Use Amazon SageMaker Ground Truth to Label Data

To train a machine learning model, you need a large, high-quality, labeled dataset. Ground Truth helps you build high-quality training datasets for your machine learning models. With Ground Truth, you can use workers from either Amazon Mechanical Turk, a vendor company that you choose, or an internal, private workforce along with machine learning to enable you to create a labeled dataset. You can use the labeled dataset output from Ground Truth to train your own models. You can also use the output as a training dataset for an Amazon SageMaker model.

Depending on your ML application, you can choose from one of the Ground Truth built-in task types to have workers generate specific types of labels for your data. You can also build a custom labeling workflow to provide your own UI and tools to workers labeling your data. To learn more about the Ground Truth built in task types, see Built-in Task Types. To learn how to create a custom labeling workflow, see Creating Custom Labeling Workflows.

In order to automate labeling your training dataset, you can optionally use automated data labeling, a Ground Truth process that uses machine learning to decide which data needs to be labeled by humans. Automated data labeling may reduce the labeling time and manual effort required. For more information, see Automate Data Labeling. To create a custom labeling workflow, see Creating Custom Labeling Workflows.

Use either pre-built or custom tools to assign the labeling tasks for your training dataset. A labeling UI template is a webpage that Ground Truth uses to present tasks and instructions to your workers. The SageMaker console provides built-in templates for labeling data. You can use these templates to get started , or you can build your own tasks and instructions by using our HTML 2.0 components. For more information, see Creating Custom Labeling Workflows.

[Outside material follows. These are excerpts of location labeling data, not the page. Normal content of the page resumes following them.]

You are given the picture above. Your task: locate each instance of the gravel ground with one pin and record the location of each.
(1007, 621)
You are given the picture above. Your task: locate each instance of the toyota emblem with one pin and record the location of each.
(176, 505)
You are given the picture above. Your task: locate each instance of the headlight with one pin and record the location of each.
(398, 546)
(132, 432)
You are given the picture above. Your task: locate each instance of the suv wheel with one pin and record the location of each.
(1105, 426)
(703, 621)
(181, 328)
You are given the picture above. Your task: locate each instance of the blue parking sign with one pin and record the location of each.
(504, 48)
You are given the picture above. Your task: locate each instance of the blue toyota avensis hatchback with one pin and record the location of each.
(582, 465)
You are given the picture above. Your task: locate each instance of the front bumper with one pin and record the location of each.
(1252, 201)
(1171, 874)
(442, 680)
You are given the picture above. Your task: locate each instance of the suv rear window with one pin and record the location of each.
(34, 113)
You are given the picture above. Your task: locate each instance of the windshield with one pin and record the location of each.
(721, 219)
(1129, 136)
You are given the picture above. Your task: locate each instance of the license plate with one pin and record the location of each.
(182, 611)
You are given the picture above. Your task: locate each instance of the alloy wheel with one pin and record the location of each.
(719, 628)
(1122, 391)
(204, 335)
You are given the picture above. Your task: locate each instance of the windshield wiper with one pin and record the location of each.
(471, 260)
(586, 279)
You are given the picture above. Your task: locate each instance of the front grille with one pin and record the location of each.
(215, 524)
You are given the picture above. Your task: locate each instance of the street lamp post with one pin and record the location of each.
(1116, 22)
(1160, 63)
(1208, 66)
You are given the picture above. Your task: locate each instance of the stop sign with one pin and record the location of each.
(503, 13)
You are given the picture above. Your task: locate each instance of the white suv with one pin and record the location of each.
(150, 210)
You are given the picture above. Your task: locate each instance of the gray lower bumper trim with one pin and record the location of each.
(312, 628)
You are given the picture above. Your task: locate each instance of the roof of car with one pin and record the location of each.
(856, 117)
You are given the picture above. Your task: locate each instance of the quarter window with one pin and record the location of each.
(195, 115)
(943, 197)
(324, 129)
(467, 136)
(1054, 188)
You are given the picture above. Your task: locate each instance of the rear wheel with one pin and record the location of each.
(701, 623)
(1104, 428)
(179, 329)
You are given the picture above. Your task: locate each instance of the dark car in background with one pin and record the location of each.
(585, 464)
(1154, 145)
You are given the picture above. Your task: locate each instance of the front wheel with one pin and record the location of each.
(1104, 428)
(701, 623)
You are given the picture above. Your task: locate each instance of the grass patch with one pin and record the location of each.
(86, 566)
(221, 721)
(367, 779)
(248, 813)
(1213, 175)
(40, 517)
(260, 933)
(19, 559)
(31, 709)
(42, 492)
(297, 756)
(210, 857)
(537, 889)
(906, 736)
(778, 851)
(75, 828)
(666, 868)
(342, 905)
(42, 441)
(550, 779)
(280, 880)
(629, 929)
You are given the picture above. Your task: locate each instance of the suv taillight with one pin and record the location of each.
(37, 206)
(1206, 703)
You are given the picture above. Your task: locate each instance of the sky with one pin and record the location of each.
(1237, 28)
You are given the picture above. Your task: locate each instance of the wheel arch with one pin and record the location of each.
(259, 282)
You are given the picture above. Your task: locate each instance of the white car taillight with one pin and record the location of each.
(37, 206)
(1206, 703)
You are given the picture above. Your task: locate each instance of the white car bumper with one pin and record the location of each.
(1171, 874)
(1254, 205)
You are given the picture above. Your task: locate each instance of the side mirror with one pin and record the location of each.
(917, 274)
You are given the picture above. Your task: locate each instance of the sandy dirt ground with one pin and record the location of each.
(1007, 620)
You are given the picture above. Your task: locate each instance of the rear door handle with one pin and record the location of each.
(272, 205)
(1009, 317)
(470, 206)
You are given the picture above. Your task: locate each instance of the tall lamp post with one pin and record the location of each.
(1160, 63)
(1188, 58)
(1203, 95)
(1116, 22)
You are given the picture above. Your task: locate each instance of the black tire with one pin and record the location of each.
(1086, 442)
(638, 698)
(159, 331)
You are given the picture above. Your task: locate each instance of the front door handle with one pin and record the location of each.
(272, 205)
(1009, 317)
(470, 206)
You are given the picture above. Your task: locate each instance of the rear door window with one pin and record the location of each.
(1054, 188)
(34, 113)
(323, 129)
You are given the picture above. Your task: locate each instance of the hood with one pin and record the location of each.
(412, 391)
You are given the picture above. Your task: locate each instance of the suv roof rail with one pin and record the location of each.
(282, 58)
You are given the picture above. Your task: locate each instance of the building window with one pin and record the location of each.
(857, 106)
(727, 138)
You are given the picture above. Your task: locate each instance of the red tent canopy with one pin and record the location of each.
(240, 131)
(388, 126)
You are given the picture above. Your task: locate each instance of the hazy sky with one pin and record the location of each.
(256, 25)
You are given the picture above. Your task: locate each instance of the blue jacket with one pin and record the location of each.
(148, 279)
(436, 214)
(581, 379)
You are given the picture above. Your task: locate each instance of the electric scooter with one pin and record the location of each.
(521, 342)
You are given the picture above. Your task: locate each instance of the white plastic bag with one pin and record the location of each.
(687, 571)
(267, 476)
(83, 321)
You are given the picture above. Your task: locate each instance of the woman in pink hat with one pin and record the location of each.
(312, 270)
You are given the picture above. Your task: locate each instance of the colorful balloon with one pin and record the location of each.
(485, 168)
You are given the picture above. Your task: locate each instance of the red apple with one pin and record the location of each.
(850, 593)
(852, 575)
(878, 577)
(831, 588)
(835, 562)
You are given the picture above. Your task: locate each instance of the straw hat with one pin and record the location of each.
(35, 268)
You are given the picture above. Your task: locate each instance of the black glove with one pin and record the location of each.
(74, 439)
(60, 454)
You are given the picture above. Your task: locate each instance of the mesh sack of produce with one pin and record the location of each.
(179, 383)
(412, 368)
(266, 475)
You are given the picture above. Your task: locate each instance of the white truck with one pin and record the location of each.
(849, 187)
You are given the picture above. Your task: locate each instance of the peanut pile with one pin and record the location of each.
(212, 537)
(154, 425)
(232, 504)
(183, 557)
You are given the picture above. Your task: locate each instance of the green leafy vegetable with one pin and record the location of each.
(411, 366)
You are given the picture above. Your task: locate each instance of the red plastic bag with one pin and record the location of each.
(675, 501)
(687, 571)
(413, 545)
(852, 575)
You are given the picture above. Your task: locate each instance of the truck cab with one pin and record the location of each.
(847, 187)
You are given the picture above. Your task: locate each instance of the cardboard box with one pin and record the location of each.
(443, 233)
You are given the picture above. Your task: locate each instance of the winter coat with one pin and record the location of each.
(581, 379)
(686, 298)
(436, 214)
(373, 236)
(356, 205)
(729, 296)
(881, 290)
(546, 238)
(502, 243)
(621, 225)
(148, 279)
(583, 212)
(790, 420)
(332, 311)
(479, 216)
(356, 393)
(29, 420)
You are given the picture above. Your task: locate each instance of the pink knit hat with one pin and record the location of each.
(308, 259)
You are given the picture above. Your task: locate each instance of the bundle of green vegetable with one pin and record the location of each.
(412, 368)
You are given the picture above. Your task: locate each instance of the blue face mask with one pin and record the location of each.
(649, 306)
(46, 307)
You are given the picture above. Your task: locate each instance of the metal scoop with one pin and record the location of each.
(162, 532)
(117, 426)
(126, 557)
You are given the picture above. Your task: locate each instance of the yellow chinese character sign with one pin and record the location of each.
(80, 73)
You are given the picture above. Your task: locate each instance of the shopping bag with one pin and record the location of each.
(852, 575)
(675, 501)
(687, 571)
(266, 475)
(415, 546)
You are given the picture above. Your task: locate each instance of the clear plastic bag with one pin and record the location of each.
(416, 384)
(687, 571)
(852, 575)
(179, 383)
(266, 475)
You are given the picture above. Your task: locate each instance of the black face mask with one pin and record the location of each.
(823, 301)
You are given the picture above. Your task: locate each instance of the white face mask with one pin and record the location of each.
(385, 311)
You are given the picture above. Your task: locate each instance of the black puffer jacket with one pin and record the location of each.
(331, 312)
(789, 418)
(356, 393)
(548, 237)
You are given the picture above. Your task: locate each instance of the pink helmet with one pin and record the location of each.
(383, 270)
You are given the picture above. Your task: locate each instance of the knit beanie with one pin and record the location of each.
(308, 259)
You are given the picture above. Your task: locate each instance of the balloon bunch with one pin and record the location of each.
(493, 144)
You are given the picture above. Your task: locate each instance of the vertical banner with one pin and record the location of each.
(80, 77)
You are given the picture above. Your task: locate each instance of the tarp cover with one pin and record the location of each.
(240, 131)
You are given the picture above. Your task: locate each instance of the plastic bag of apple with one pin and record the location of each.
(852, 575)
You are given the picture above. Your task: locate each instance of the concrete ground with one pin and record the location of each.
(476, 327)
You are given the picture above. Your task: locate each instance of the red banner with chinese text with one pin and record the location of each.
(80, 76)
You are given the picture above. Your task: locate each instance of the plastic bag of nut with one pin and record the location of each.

Use the workforce of your choice to label your dataset. You can choose your workforce from:

  • The Amazon Mechanical Turk workforce of over 500,000 independent contractors worldwide.

  • A private workforce that you create from your employees or contractors for handling data within your organization.

  • A vendor company that you can find in the AWS Marketplace that specializes in data labeling services.

For more information, see Create and Manage Workforces.

You store your datasets in Amazon S3 buckets. The buckets contain three things: The data to be labeled, an input manifest file that Ground Truth uses to read the data files, and an output manifest file. The output file contains the results of the labeling job. For more information, see Use Input and Output Data.

Events from your labeling jobs appear in Amazon CloudWatch under the /aws/sagemaker/LabelingJobs group. CloudWatch uses the labeling job name as the name for the log stream.

Are You a First-time User of Ground Truth?

If you are a first-time user of Ground Truth, we recommend that you do the following:

  1. Read Getting started—This section walks you through setting up your first Ground Truth labeling job.

  2. Explore other topics—Depending on your needs, do the following:

    • Explore built-in task types— Use built-in task types to streamline the process of creating a labeling job. See Built-in Task Types to learn more about Ground Truth built-in task types.

    • Manage your labeling workforce—Create new work teams and manage your existing workforce. For more information, see Create and Manage Workforces.

    • Learn about streaming labeling jobs— Create a streaming labeling job and send new dataset objects to workers in real time using a perpetually running labeling job. Workers continuously receive new data objects to label as long as the labeling job is active and new objects are being sent to it. To learn more, see Ground Truth Streaming Labeling Jobs.

  3. See the Reference—This section describes operations to automate Ground Truth operations.